Here were are at Pierce Stocking Drive.  The Giant Tree.  The children were really looking forward to the tree this year.



 
Nana and Papa took Ali and Shadrach on a car ride at dusk.  They saw 11 deer and 1 ratcoon.

Empire Bluff Hike.  We took turns holding Liam.  It wouldn't have been so bad if he hadn't been so wiggly.




Sand Castles with Army men.

Ali outside of our cabin.  Ali and Shadrach really both want to be on a swim team.  Swimming seems to be a big sport where we live now.  To get on a team you have to be able to swim free style across the length of a pool.  We practiced at the lake and was really surprised at how well Ali and Shadrach did.  We will have to see.  Maybe we will do a swim team.
Ali and Nana.  Somehow Nana never gets in the pictures!
I thought Liam playing under this Warning Sign was funny.

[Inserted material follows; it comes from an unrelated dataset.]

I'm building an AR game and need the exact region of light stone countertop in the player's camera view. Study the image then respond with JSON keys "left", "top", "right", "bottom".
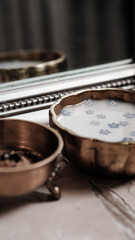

We had great weather the whole time.  It was sunny and 80 every day and that is unusual for Northern Michigan in September.  I loved it. 
 
It makes me truly grateful for Greg.  I am so glad he makes me have fun. 

 

Friday, September 7, 2012

First Day of School

This is the first first day of school I was not sad or did not cry.  I guess I am getting used to it.  Ali and Shadrach go to different schools even though he is in 1st, and she is in 2nd.  I like their schools so far but they both seem a little .....easy?  I am really not complaining.  Lebanon's home work was long and hard.  I like the not a lot of home work part.  The schools are ranked very high so I am not going to worry too much.